Web scraping and looping through pages with R - r

I am learning data scraping and, on top of that, I am quite a debutant with R (for work I use STATA, I use R only for very specific tasks).
In order to learn scraping, I am exercising with a few pages on Psychology Today.
I have written a function that allows me to scrape information for one therapist and to create a data set with the information collected in this way:
install.packages('rvest') #Loading the rvest package
install.packages('xml2') #Loading the xml2 package
library('rvest') #to scrape
library('xml2') #to handle missing values (it works with html_node, not with html_nodes)
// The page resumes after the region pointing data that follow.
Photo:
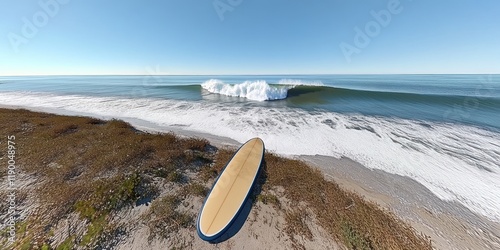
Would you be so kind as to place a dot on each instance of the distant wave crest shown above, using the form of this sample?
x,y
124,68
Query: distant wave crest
x,y
255,90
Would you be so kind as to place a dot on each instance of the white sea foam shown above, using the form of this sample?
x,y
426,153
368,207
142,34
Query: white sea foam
x,y
455,162
253,90
295,82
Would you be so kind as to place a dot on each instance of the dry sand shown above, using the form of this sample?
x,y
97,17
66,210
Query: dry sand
x,y
450,225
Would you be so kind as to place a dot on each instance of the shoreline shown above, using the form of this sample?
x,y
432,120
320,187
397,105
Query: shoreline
x,y
449,224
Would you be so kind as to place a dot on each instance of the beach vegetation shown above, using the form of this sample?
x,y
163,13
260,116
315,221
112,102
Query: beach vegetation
x,y
98,168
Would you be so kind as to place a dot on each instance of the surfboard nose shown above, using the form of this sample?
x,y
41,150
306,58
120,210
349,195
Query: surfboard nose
x,y
230,191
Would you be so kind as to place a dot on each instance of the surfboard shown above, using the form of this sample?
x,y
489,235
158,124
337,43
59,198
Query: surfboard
x,y
230,191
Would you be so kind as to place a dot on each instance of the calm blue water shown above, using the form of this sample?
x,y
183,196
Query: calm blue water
x,y
440,130
469,99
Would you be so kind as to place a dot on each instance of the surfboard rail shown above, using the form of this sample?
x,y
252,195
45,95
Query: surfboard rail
x,y
230,191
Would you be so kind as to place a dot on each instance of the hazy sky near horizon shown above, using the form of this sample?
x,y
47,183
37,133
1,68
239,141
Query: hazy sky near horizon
x,y
53,37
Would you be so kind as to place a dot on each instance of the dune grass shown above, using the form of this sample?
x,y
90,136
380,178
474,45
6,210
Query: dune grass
x,y
96,168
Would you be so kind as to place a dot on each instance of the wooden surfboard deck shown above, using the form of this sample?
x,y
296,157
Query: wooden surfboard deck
x,y
230,191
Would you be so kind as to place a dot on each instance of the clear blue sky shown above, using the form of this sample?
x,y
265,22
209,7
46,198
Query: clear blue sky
x,y
254,37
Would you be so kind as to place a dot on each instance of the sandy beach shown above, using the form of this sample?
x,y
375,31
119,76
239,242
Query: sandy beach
x,y
449,225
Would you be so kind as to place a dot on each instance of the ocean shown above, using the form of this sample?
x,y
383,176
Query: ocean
x,y
440,130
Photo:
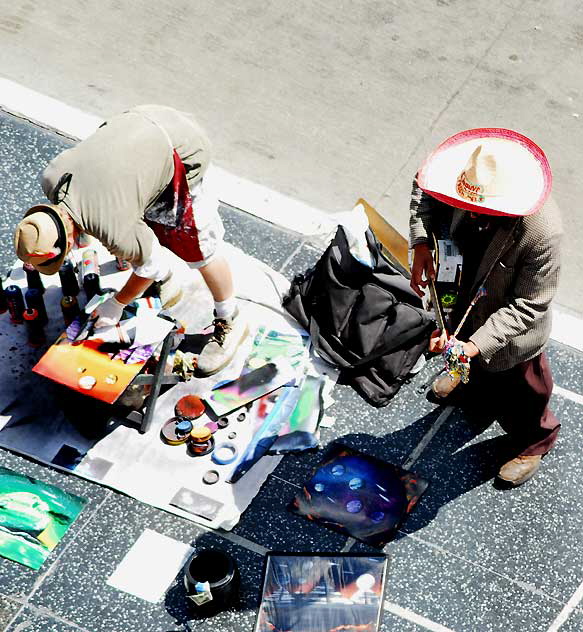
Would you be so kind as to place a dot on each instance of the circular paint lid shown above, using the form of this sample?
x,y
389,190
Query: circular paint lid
x,y
87,382
200,434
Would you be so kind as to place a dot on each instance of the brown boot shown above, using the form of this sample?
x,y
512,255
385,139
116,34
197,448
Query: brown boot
x,y
519,470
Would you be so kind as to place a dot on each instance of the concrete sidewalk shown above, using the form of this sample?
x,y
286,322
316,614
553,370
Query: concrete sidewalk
x,y
470,557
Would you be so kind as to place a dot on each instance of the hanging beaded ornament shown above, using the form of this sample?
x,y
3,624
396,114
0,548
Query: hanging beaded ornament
x,y
457,363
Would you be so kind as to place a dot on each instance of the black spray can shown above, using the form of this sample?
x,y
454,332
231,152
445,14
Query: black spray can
x,y
70,309
91,285
3,301
33,279
219,569
15,302
34,328
69,283
34,300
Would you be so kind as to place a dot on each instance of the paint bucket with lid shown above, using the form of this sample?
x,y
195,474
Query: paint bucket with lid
x,y
212,581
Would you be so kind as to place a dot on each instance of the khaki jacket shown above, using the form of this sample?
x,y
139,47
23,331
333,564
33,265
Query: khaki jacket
x,y
512,323
107,181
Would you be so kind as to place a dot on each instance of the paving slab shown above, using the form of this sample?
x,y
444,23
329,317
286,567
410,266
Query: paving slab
x,y
33,620
531,534
258,238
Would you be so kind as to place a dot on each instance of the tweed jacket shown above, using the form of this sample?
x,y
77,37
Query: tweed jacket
x,y
512,322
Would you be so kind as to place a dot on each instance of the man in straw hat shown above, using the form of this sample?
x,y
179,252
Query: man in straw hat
x,y
492,186
136,185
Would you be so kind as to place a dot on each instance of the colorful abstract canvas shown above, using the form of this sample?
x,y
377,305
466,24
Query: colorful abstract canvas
x,y
34,516
358,495
322,593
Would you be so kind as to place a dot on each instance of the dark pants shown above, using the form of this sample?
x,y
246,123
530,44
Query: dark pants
x,y
518,398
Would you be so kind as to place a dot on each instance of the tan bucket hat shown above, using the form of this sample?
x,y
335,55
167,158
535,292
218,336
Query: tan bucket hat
x,y
41,238
493,171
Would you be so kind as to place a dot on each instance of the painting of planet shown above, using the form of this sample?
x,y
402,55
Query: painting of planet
x,y
358,495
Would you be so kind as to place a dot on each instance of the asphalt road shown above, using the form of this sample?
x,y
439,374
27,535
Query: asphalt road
x,y
325,101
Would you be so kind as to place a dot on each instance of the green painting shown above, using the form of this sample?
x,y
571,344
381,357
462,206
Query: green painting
x,y
34,516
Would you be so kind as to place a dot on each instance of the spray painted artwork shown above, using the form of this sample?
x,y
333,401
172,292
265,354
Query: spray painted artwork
x,y
358,495
34,516
322,593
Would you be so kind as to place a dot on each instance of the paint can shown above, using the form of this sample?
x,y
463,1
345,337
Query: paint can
x,y
34,299
3,301
212,581
69,283
70,309
15,302
33,279
122,264
89,263
34,328
91,285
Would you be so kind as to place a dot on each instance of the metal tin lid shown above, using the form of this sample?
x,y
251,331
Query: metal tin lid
x,y
176,431
189,406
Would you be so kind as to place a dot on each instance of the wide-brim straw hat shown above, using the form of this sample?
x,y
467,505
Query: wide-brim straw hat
x,y
41,238
493,171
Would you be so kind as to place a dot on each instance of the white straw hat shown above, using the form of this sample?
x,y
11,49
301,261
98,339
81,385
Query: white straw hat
x,y
488,170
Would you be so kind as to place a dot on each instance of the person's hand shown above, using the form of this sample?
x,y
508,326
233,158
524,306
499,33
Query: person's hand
x,y
422,269
438,340
108,313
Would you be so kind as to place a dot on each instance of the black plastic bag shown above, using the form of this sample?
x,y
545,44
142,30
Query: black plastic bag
x,y
366,321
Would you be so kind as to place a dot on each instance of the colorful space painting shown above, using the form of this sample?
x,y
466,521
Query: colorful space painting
x,y
358,495
322,593
34,516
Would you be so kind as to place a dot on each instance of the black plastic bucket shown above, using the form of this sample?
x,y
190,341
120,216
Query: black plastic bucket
x,y
220,571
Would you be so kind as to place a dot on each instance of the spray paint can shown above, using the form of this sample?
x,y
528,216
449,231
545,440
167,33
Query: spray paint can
x,y
34,299
69,283
3,301
91,285
122,264
70,309
15,302
33,279
89,263
34,328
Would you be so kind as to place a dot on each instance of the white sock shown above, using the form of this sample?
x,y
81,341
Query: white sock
x,y
225,309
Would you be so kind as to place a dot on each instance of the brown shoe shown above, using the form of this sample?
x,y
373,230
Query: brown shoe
x,y
444,386
519,470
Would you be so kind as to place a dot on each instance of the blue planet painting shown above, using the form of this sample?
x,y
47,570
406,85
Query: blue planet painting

#Specifying the url for desired website to be scraped
url <- 'https://www.psychologytoday.com/us/therapists/THE_ONE_YOU_WANT'
#Reading the HTML code from the website
URL <- read_html(url)
#creating the function
getProfile <- function(profilescrape) {
##NAME
#Using CSS selectors to name
nam_html <- html_node(URL,'.contact-name')
#Converting the name data to text
nam <- html_text(nam_html)
#Let's have a look at the rankings
head(nam)
#Data-Preprocessing: removing '\n' (for the next informations, I will keep \n, to help
# me separate each item within the same type of
# information)
nam<-gsub("\n","",nam)
head(nam)
#Convering each info from text to factor
nam<-as.factor(nam)
#Let's have a look at the name
head(nam)
##MODALITIES
#Using CSS selectors to modality
mod_html <- html_node(URL,'.attributes-modality .copy-small')
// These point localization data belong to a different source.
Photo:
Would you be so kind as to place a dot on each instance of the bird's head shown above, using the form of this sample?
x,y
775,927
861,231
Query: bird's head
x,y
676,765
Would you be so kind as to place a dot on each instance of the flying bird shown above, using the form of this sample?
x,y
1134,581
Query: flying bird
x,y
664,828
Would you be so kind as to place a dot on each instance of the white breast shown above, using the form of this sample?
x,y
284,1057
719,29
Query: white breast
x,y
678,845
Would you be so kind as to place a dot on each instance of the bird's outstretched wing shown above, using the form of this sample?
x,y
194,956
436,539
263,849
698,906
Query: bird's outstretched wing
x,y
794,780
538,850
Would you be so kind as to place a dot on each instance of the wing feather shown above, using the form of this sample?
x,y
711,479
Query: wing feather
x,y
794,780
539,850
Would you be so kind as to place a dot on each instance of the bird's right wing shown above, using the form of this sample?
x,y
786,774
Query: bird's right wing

#Converting the name data to text
mod <- html_text(mod_html)
#Let's have a look at the rankings
head(mod)
#Convering each info from text to factor
mod<-as.factor(mod)
#Let's have a look at the rankings
head(mod)
##Combining all the lists to form a data frame
onet_df<-data.frame(Name = nam,
Modality = mod)
##Structure of the data frame
str(onet_df)
}
View(onet_df)
This code seems to be working well for whatever therapist I choose.
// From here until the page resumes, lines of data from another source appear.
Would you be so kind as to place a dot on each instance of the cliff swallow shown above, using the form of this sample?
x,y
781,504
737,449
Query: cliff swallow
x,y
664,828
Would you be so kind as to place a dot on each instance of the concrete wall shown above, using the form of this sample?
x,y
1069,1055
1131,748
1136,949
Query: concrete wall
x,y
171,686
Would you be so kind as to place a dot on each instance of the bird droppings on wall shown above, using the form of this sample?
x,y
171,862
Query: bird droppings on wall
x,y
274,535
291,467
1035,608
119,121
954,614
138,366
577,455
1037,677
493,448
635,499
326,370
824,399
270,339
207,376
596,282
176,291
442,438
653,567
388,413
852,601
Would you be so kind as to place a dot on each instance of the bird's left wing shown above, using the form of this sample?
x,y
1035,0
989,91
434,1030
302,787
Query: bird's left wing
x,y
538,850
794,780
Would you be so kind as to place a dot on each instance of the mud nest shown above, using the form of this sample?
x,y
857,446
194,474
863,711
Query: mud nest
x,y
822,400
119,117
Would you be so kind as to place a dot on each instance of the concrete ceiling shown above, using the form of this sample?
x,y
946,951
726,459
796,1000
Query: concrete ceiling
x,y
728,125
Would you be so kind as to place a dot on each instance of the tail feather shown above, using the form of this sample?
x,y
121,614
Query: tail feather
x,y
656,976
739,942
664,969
Now, I would like to use this function on multiple profiles, to generate one data set, with name and modality of MHPs.
Let's say that I want to apply the above function "getProfile" to the first 20 therapists in Illinois and input the information for this 20 therapists in a data set called "onet_df"
j <- 1
MHP_codes <- c(324585 : 449807) #therapist identifier
withinpage_codes <- c(1 : 20) #therapist running number
for(code1 in withinpage_codes) {
for(code2 in MHP_codes) {
URL <- paste0('https://www.psychologytoday.com/us/therapists/illinois/', code2, '?sid=5d87f874630bd&ref=', code1, '&rec_next=1&tr=NextProf')
record_profile <- getProfile <- function(profilescrape)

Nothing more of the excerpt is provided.